The Little Mermaid's special world is our ordinary one, because her ordinary world lies under the sea. Clark's heroine is taken from her ordinary world of Manhattan to the special world of her prince's domain; Fry's special world is that of the Vietnamese exiles. Even though they live in Orange County, California, and he makes no physical journey to find them, their world is alien to him. Accepting the adventure and crossing into the special world marks the end of Arc One and the beginning of the big bad middle.
The middle of the story is where the growth occurs. Here the hero meets allies and learns to distinguish (through trial and error) between those he can trust and those he can't. Tests and tasks abound, skills are learned, a mentor gives direction (in Little Saigon a Vietnamese elder helps Fry understand some of what's going on), and the hero moves inexorably toward a direct confrontation with evil.

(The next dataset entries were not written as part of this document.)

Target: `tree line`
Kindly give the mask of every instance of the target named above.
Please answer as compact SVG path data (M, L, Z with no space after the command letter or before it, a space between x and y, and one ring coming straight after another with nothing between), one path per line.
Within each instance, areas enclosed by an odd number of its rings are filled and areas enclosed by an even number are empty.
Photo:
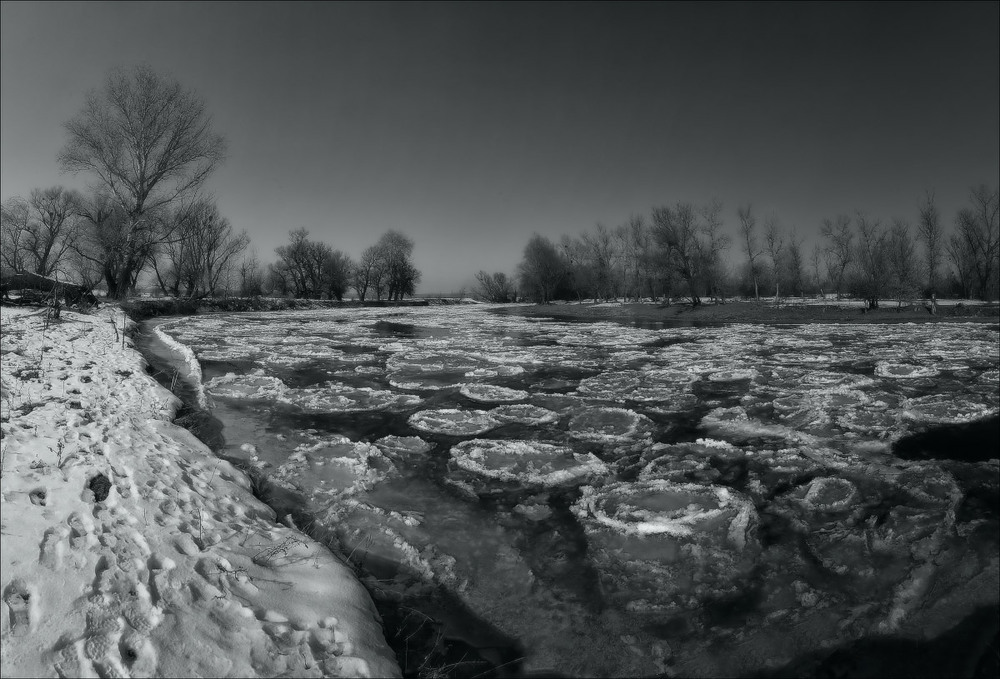
M670 299L700 304L705 297L775 301L782 296L851 295L877 308L880 300L947 295L982 300L1000 296L998 190L980 186L946 230L934 195L906 219L885 221L861 211L824 219L819 243L804 250L795 228L777 216L761 219L752 205L734 215L736 237L725 230L721 201L677 202L631 215L614 228L597 224L558 243L534 235L516 280L520 296L553 299ZM726 258L736 250L737 264ZM503 301L494 277L480 272L480 296Z
M385 233L355 262L330 245L289 233L266 267L217 203L203 194L224 161L204 101L142 65L113 71L66 123L63 171L93 180L89 195L62 186L2 204L0 276L76 280L107 296L134 293L143 274L170 296L239 294L361 300L414 294L413 241Z

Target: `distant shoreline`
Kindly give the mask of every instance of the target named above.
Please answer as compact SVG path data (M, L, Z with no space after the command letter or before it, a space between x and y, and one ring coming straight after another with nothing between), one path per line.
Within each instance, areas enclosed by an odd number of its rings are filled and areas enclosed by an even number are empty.
M191 316L199 313L243 313L254 311L302 311L308 309L343 309L361 307L419 307L465 304L447 298L388 300L297 299L292 297L225 297L202 299L130 299L120 302L133 321L145 321L158 316Z
M663 322L667 324L726 324L726 323L996 323L1000 320L1000 305L940 304L937 314L922 305L896 309L895 302L884 307L864 310L857 306L830 301L828 304L732 301L725 304L674 303L669 306L651 303L559 303L511 306L496 309L499 313L519 316L576 319L581 321Z

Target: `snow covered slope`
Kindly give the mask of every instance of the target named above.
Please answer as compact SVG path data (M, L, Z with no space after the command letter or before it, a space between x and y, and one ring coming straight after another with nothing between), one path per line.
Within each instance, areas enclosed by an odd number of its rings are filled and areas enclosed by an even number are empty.
M398 676L354 573L171 424L121 311L43 314L0 311L0 673Z

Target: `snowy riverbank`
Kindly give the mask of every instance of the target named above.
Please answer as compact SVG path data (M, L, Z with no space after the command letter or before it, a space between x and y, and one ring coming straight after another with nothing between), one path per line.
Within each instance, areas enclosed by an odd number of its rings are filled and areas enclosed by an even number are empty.
M3 676L399 674L350 568L171 424L120 310L0 313Z

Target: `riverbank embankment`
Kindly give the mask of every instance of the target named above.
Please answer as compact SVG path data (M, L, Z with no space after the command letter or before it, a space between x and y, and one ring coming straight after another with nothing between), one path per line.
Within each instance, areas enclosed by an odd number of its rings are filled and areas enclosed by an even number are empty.
M860 302L817 303L770 301L730 301L703 303L560 302L554 304L510 305L501 313L560 320L618 321L666 325L722 325L726 323L996 323L1000 305L996 303L941 303L936 313L920 305L897 307L887 302L878 309L865 309Z
M398 676L351 568L172 422L116 307L3 307L3 676Z

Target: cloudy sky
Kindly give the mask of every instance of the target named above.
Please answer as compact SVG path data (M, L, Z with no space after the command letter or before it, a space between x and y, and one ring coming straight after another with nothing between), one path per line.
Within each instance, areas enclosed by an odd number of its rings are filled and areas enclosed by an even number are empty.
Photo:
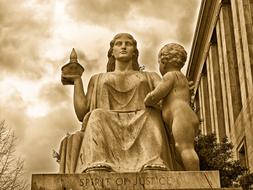
M18 137L26 171L57 172L52 150L80 129L72 86L60 82L73 47L85 68L85 88L91 75L105 71L118 32L131 33L139 62L157 71L166 43L190 52L199 6L200 0L1 0L0 120Z

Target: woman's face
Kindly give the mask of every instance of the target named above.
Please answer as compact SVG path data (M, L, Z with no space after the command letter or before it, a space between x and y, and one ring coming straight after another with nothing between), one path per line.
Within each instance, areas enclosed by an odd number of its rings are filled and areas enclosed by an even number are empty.
M116 60L130 61L134 53L134 44L127 35L122 35L114 42L112 54Z

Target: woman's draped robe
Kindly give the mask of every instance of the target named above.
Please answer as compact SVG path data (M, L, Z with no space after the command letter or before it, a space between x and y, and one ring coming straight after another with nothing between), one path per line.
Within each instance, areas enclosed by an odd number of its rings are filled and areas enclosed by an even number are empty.
M97 166L116 172L138 172L149 165L174 170L161 113L144 105L157 77L138 71L93 76L90 112L82 130L61 142L60 173L82 173Z

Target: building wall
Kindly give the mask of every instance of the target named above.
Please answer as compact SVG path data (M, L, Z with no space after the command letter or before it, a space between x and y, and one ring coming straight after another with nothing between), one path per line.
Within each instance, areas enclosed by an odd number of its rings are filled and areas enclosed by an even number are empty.
M187 77L203 134L253 171L253 0L202 0Z

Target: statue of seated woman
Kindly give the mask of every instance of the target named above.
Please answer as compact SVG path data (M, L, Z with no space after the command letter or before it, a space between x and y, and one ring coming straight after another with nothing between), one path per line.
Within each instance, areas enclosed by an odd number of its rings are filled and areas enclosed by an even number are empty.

Evil may reach out and harm the hero, but eventually, he must move in the direction of the evil instead of running away. Once freed from police custody, the Fugitive (in the movie of the same name) doesn't hop a plane and go to Peru, he marches straight into the very hospital where he once practiced, risking being seen and captured, in order to find the one-armed man. When the Wizard of Oz tells Dorothy to get a straw from the Wicked Witch's broomstick, she doesn't shrug and say, "I guess I can't get home then"; she sets off toward the witch's castle to do what has to be done. When Clark's mermaid finds out about The Door That Must Not Be Opened, she steels herself to open it, no matter what the consequences. The cops, the Vietnamese, and Fry's own brother and father all beg him to stay out of the kidnapping case, but he doggedly continues his quest for the truth that will free his sister-in-law.
These heroes enter the Inmost Cave, the most dangerous place they can be, the heart of their enemy's power, because they must. And they encounter death. Snow White "dies" when she eats the poisoned apple; Jenny McPartland is urged to "become" her dead predecessor; Fry faces death when he's pitted against ruthless Vietnamese gangsters.
The ultimate confrontation pits good against evil. Good wins, but we're never quite sure it's going to, and we never know exactly how our innocent and seemingly less powerful hero will find the tools and the heart to prevail.
What heroes win is the elixir, a fancy name for their new knowledge, their hard-won insights and maturity.